As I begin writing application essays, I’ve been confronted with a topic I’ve talked to a lot of my friends about in recent months: the pressure to go to graduate school.
With diploma mills flourishing and record unemployment, the bachelors degree is losing some of its cache. As a result, more people are turning to advanced degrees – masters, PhD, J.D., M.B.A, etc. – to get a leg up. Many are making calculated and informed decisions about their career path and needs. But, for a lot of twenty-somethings , an advanced degree is just a way to put off adulthood or “ride out the recession.” Unsure of what to do with their lives, afraid of wading into the tough job market, and needing something to placate mom and dad, they head for grad school.
Education is a good goal but, , as Mark Twain explained in his famous quote, education and schooling are not the same thing.
Considering Graduate School? Ask Yourself These Questions:
- Why do I want to go to Grad School?
Succumbing to pressure to go to graduate school is easy. Some parents start talking about Masters and Doctorates before we even get our first degree. When friends or co-workers start to enter graduate school en masse, it’s easy to feel left out. Still, you have to resist the pressure to pursue more education because it’s what someone else wants or what other people are doing.
Figure out the specific reasons you want to go to grad school. Will it advance your career? Help you change careers? Contribute to your intellectual and personal development?

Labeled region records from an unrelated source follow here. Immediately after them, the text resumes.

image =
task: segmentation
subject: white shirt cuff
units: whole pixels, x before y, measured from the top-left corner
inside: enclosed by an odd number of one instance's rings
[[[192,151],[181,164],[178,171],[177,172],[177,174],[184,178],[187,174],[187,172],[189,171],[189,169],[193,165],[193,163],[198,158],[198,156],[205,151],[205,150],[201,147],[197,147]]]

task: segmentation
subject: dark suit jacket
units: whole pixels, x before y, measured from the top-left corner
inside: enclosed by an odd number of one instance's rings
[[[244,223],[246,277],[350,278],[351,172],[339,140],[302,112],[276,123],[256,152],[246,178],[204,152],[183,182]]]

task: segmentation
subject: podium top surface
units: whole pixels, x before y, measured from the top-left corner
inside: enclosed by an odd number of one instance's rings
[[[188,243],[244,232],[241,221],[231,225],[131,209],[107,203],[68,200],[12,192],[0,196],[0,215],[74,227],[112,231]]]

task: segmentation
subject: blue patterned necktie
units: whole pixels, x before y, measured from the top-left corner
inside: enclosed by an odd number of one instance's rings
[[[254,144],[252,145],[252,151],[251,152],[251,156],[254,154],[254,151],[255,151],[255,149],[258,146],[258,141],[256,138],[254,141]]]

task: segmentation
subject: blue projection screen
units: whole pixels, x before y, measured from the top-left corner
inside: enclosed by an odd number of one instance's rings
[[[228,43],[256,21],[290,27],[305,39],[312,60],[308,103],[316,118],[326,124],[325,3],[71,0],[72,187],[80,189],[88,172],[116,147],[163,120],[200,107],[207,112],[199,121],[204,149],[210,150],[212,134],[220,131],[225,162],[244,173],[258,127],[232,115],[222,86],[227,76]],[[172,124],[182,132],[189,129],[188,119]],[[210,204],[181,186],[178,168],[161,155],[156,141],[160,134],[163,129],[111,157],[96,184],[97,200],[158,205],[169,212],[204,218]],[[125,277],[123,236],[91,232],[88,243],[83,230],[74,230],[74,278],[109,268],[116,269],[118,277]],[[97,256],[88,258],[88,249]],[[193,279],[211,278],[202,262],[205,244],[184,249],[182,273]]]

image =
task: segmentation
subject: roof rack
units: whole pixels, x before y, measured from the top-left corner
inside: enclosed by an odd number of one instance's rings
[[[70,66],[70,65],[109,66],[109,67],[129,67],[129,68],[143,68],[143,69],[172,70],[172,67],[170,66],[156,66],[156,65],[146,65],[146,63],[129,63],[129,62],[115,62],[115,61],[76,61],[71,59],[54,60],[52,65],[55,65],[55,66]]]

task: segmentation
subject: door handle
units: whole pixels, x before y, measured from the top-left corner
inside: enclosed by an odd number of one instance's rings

Knowing the exact reasons you want to go to grad school will help you do the cost-benefit analysis necessary to determine if grad school is actually worth the time and money.
- How does graduate school fit into my career goals?
If you have no idea what you want to do with your life, another degree won’t necessarily get you closer to the answer. Graduate schools are all about specialization – and there’s no use in specialization before you’re sure of what interests you. Plus, most schools will want you to clearly communicate your career goals as part of the application. If you’re not sure, don’t worry. There are plenty of ways to figure it out – get a job that challenges you, get involved in professional associations, get involved in community organizations – put yourself in a place to meet lots of people doing different things and ask them questions about their jobs and their lives.
- What will I give up by going to get a graduate degree?
Make sure you’re ready to give up some work experience and a steady paycheck to head back to school. There’ll definitely be financial opportunity costs. Also, consider how graduate school will impact your career trajectory. Will you be lose our on important promotions by leaving your job at the current time? If you’re still in college and thinking of graduate school, you may lose out on perspective and hands-on experience that comes with a few years of work.
- Is this something I need?
Not all career paths require advanced degrees. Yes, you’ll need a JD to practice law but, depending on your goals or industry, your time might be better invested in something other than school. For example, if your goal is to run a small business, think carefully about whether you should get that MBA or continue working to save up money and/or bootstrap a gig on the side. If you do feel like you’re lacking some skills, consider whether you’ll be better served by taking a few courses at a local college rather than a full-on degree
- Do I have the motivation to succeed?
Graduate study involves going back to a daily grind of reading, writing, and analyzing. Whether you choose to go full-time or part-time, you’ll likely have more commitments and pressures than you had as an undergrad. And, depending on the program, you’re looking at two to seven years. You may have to give up some the perks that working full-time allowed you to enjoy (e.g., being able to leave work at the office or the money to enjoy a nice Friday night out). You may also have to sacrifice some personal time with family and friends to focus on school work. You have to make sure your motivation to earn your degree will outweigh these other important commitments and that you’re ready to make the necessary sacrifices.
Question: Have you recently made the decision to go or not go to grad school? What factors influenced your choice?